HOWARD Hendrick got a standing ovation Tuesday upon announcing his retirement as director of the Department of Human Services. He deserves that applause — and much more — for all that he has done in leading an agency that’s the most difficult to run in the state.
As recently as late last week, Hendrick indicated he wasn’t sure how much longer he would stay at the DHS helm. He hinted that he was months away from deciding. It’s now evident that he was already moving toward the decision that will put him out of the office by the end of February — it takes time to compose 5,200 words, which was the length of Hendrick’s letter of resignation.

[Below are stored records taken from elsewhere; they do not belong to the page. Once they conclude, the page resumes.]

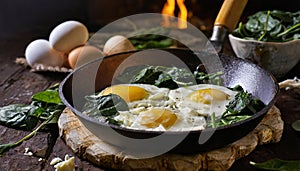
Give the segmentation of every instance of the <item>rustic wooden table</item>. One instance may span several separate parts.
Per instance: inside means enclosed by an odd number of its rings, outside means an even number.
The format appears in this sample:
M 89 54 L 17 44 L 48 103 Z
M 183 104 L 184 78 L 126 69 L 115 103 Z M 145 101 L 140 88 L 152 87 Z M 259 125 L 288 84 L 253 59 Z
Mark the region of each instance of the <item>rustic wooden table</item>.
M 47 38 L 46 34 L 20 33 L 4 35 L 0 40 L 0 106 L 15 103 L 29 103 L 35 92 L 61 81 L 66 74 L 33 73 L 29 68 L 16 64 L 18 56 L 24 56 L 28 43 L 37 38 Z M 230 47 L 224 53 L 232 54 Z M 285 78 L 300 76 L 300 64 Z M 281 81 L 279 80 L 279 81 Z M 282 140 L 279 143 L 258 147 L 249 156 L 235 162 L 231 170 L 255 170 L 249 161 L 262 162 L 271 158 L 300 160 L 300 134 L 291 128 L 291 123 L 300 119 L 300 95 L 292 91 L 281 91 L 276 102 L 285 122 Z M 0 125 L 0 144 L 14 142 L 29 132 Z M 33 152 L 32 156 L 24 155 L 25 148 Z M 58 135 L 58 128 L 47 132 L 39 132 L 35 137 L 10 150 L 0 157 L 0 170 L 54 170 L 50 161 L 54 157 L 63 158 L 65 154 L 76 156 Z M 76 156 L 76 170 L 103 170 Z

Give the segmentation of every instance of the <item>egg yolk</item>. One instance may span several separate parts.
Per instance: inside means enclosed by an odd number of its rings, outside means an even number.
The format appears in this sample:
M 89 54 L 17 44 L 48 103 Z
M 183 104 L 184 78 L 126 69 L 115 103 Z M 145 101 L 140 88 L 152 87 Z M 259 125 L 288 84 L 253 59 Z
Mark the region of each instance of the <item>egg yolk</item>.
M 115 85 L 106 88 L 102 95 L 116 94 L 124 99 L 126 102 L 142 100 L 148 96 L 148 92 L 138 86 Z
M 217 89 L 206 88 L 192 92 L 188 95 L 188 98 L 197 103 L 211 104 L 214 100 L 227 100 L 229 95 Z
M 139 123 L 148 128 L 156 128 L 163 125 L 170 128 L 177 120 L 177 115 L 166 109 L 150 109 L 139 114 Z

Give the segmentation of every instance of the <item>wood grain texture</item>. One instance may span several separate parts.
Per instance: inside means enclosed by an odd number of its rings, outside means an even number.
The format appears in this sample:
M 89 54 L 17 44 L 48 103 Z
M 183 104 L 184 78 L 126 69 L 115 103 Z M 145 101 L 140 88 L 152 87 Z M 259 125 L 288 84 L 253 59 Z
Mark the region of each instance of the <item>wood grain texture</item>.
M 135 159 L 90 133 L 70 109 L 60 116 L 60 136 L 81 158 L 102 168 L 121 170 L 228 170 L 239 158 L 250 154 L 258 145 L 280 141 L 283 121 L 273 106 L 261 123 L 247 136 L 220 149 L 192 155 L 163 154 Z

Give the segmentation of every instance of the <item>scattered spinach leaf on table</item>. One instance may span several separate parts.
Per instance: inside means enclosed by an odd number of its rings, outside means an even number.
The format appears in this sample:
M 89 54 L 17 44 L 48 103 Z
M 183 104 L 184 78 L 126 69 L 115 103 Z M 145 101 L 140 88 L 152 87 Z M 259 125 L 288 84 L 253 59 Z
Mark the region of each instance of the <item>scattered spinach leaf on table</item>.
M 36 123 L 37 117 L 34 115 L 35 106 L 27 106 L 24 104 L 12 104 L 0 108 L 0 124 L 18 127 L 18 128 L 27 128 L 32 129 L 33 124 L 28 125 L 28 123 Z
M 57 121 L 61 112 L 62 111 L 60 110 L 52 112 L 52 114 L 45 121 L 43 121 L 36 129 L 34 129 L 31 133 L 29 133 L 19 141 L 14 143 L 8 143 L 8 144 L 0 144 L 0 156 L 8 152 L 10 149 L 21 145 L 24 141 L 32 138 L 39 130 L 43 129 L 47 124 L 52 123 L 53 120 Z
M 2 125 L 32 130 L 39 122 L 42 122 L 21 140 L 10 144 L 0 144 L 0 156 L 9 149 L 33 137 L 39 130 L 45 128 L 46 125 L 57 123 L 58 117 L 65 108 L 65 105 L 59 98 L 58 84 L 34 94 L 31 100 L 32 102 L 29 105 L 12 104 L 0 107 L 0 124 Z
M 0 107 L 0 124 L 14 128 L 32 130 L 38 121 L 46 120 L 55 110 L 63 110 L 58 85 L 34 94 L 29 105 L 12 104 Z
M 280 171 L 299 171 L 300 161 L 296 160 L 281 160 L 281 159 L 271 159 L 262 163 L 250 162 L 251 165 L 258 169 L 263 170 L 280 170 Z

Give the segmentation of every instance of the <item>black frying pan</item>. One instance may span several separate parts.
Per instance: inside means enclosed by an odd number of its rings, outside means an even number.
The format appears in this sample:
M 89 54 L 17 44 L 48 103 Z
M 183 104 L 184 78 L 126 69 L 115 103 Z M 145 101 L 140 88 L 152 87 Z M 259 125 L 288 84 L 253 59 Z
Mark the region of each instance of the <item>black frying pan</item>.
M 159 135 L 162 135 L 164 132 L 133 130 L 100 123 L 80 112 L 82 105 L 85 103 L 84 96 L 109 86 L 115 72 L 119 72 L 120 68 L 122 70 L 122 68 L 124 69 L 129 65 L 140 65 L 149 61 L 151 65 L 173 65 L 168 60 L 165 61 L 163 56 L 158 56 L 159 53 L 157 54 L 157 51 L 162 54 L 175 56 L 192 71 L 201 63 L 199 56 L 205 57 L 208 55 L 203 52 L 192 52 L 186 49 L 161 49 L 147 50 L 144 52 L 133 51 L 106 56 L 81 66 L 64 79 L 59 89 L 63 103 L 77 115 L 80 121 L 93 134 L 102 140 L 122 148 L 125 152 L 135 151 L 140 153 L 151 153 L 155 150 L 159 150 L 160 148 L 156 148 L 158 145 L 162 146 L 161 148 L 169 148 L 169 146 L 164 146 L 164 144 L 171 143 L 172 141 L 175 142 L 180 138 L 182 138 L 182 141 L 173 144 L 174 148 L 167 149 L 167 151 L 196 153 L 225 146 L 253 130 L 268 109 L 275 103 L 279 88 L 276 80 L 269 72 L 240 58 L 221 55 L 220 61 L 224 67 L 224 86 L 234 87 L 239 84 L 266 104 L 263 110 L 257 112 L 253 117 L 247 120 L 217 129 L 205 129 L 204 131 L 165 132 L 164 138 L 160 140 L 159 144 L 153 142 L 147 145 L 148 148 L 145 148 L 143 144 L 135 144 L 132 140 L 145 140 L 159 137 Z M 156 56 L 158 60 L 138 60 L 139 56 L 143 57 L 143 59 L 151 59 Z M 128 62 L 131 57 L 133 57 L 134 60 Z M 114 136 L 110 133 L 111 128 L 126 138 Z M 208 140 L 199 143 L 199 137 L 202 136 L 205 138 L 205 135 L 209 135 Z

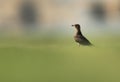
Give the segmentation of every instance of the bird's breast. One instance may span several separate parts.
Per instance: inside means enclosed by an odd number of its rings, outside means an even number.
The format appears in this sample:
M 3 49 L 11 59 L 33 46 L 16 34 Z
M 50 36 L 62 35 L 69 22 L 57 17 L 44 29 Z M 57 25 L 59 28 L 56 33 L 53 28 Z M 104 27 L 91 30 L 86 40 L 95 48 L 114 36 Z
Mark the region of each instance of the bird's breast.
M 81 37 L 80 35 L 74 36 L 74 40 L 75 40 L 76 42 L 81 42 L 82 39 L 81 39 L 80 37 Z

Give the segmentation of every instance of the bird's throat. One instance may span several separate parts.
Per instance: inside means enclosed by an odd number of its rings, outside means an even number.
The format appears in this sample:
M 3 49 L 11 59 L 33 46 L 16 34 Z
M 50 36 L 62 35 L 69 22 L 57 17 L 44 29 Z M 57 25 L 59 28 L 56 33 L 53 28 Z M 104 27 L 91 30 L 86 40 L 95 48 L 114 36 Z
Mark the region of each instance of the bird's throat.
M 76 33 L 76 35 L 82 35 L 82 33 L 81 33 L 81 30 L 80 30 L 80 29 L 77 29 L 77 33 Z

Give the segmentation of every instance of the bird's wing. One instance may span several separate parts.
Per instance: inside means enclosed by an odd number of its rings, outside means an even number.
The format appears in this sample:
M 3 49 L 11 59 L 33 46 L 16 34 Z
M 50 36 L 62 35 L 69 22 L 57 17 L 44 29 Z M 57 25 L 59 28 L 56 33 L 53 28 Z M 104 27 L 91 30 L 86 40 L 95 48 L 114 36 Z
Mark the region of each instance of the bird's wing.
M 83 45 L 91 45 L 90 41 L 84 36 L 79 36 L 79 43 Z

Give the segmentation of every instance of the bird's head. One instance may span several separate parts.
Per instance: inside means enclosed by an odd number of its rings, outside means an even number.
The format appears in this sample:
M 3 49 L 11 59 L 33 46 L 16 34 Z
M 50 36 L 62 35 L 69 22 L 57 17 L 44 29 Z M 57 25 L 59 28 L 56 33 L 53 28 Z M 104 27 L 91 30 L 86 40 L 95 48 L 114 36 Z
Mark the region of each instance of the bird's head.
M 80 29 L 80 25 L 79 24 L 74 24 L 74 25 L 72 25 L 72 27 L 75 27 L 76 29 Z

We honor Hendrick for his dedicated service. A list of the agency’s accomplishments under his leadership would fill volumes, and he mentioned some of them in his letter. Among them: A tripling in child support collections; creation of the Swift Adoptions program; the great work of the agency’s food stamp program, which has seen record demand in recent years; the maturation of DHS’s Reaching for the Stars child care system; and a reduction in the number of child welfare victims in the past decade.
Addressing DHS employees, Hendrick wrote that he knows “the reason many of you do this work is not the words you get from me or the money you are paid, but the smiles and encouragement you receive from the families who benefit from the work. OKDHS is an incredible place to work because our employees are committed to our mission, to each other and to the families we serve.”
Nevertheless, we believe DHS needed invigorated leadership, particularly as it moves forward following the settlement of a class-action lawsuit involving the child welfare division.